The next United Nations climate conference, COP 26, is still 10 months away from convening in Glasgow. But campaigners are already calling for the Scottish government to help pressure the United Kingdom to keep fossil lobbyists away from the negotiations.
“As one of the world’s most influential and profitable industries, fossil fuel lobbyists are incredibly powerful in the COP process,” said Global Witness climate campaign manager Stuart McWilliam. “They have immense influence over governments’ negotiating positions and national policies. They are allowed a seat at the table and have used this to thwart progress to pursue their own vested interest against the public good. The UN climate change process should ban the fossil fuel industry, the same way the World Health Organization has excluded the tobacco industry.”

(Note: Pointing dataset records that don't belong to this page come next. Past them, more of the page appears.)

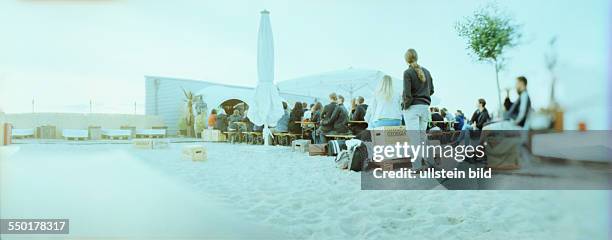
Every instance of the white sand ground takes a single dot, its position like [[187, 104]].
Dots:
[[273, 189]]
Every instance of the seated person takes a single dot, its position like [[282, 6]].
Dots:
[[459, 120], [436, 116], [480, 116], [212, 119], [221, 122], [477, 122], [449, 117], [518, 111], [295, 116], [235, 121], [281, 124], [334, 119]]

But while “the Scottish Government should call for the oil and gas lobbyists to be banned,” he added, “it is more likely [it] will be welcoming them with open arms, given its overwhelming support for the policy of extracting as much oil and gas from UK waters as possible.”
Past COPs “have been partly bankrolled by sponsorship deals with energy companies,” The National notes, recalling financial support at last year’s COP 25 from global renewables/gas utility Iberdola and coal, oil and gas plant operator Endesa. “In 2018, the EU’s largest producer of high-quality coking coal was among several coal sector companies the COP 24 in Poland partnered with. Campaigners fear their influence will negatively affect negotiations.”
Edinburgh University carbon management scientist David Reay said fossil lobbying is inevitable, but the wider issues may be more nuanced. “Many energy firms are now pushing for more ambition rather than trying to hold things back,” he said. “Some heavily oil-dependent nations may still be obstructive in Glasgow, but if China, the U.S., and the EU can all find common ground, then COP 26 can still be a world changer.”
“The domestic oil and gas industry and supply chain can play a positive role in supporting the low-carbon transition,” said Climate Change Secretary Roseanna Cunningham. “We are committed to achieving a carbon-neutral economy and managing that transition in a way that is fair for all.”